WASHINGTON - The nation's drug-policy director warned parents yesterday
against trivializing the dangers of marijuana to their kids, warning them
that more teens are addicted to pot than to alcohol or to all other illegal
drugs combined.

Many parents and children have outdated perceptions about marijuana, said
John Walters, director of the Office of National Drug Control Policy. They
believe marijuana is less dangerous than cigarettes or that it has few
long-term health consequences.

In reality, more teens enter rehabilitation centers to treat marijuana
addiction than alcohol or all illegal drugs combined, Walters said.

Regular users of marijuana can develop a marked tolerance to the drug and
psychological dependence, according to the most recent medical research.
But physical dependence characterized by significant withdrawal symptoms,
such as those caused by a drug such as heroin, has not been established in
either human or animal studies.

Walters announced an ad campaign by his office and 17 education,
public-health, anti-drug and family-advocacy groups. The effort will
include advertisements on television, radio and print media.

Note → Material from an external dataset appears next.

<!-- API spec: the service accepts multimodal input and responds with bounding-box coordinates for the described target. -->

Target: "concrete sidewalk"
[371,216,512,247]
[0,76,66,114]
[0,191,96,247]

A common misperception is that smoking marijuana is less dangerous than
smoking a cigarette, said Surgeon General Richard Carmona. But marijuana
contains three to five times more tar and carbon monoxide than a comparable
amount of tobacco, he said. It also affects the brain in ways similar to
cocaine and heroin.

Carmona said one of five eighth-graders has tried marijuana, twice as many
as a decade ago.

Marsha Rosenbaum, director of the Safety First Project of the Drug Policy
Alliance, disputed some of Walters' figures: "Alcohol dwarfs marijuana in
terms of use. It's true that half of high-school students have experimented
with marijuana, but 80 percent have used alcohol."

She added: "The notion that marijuana is addictive, as evidenced by
increased treatment rolls, is misleading. ... When young people are caught
they have a choice between getting kicked out of school, losing their jobs
or going to treatment. What would you do?"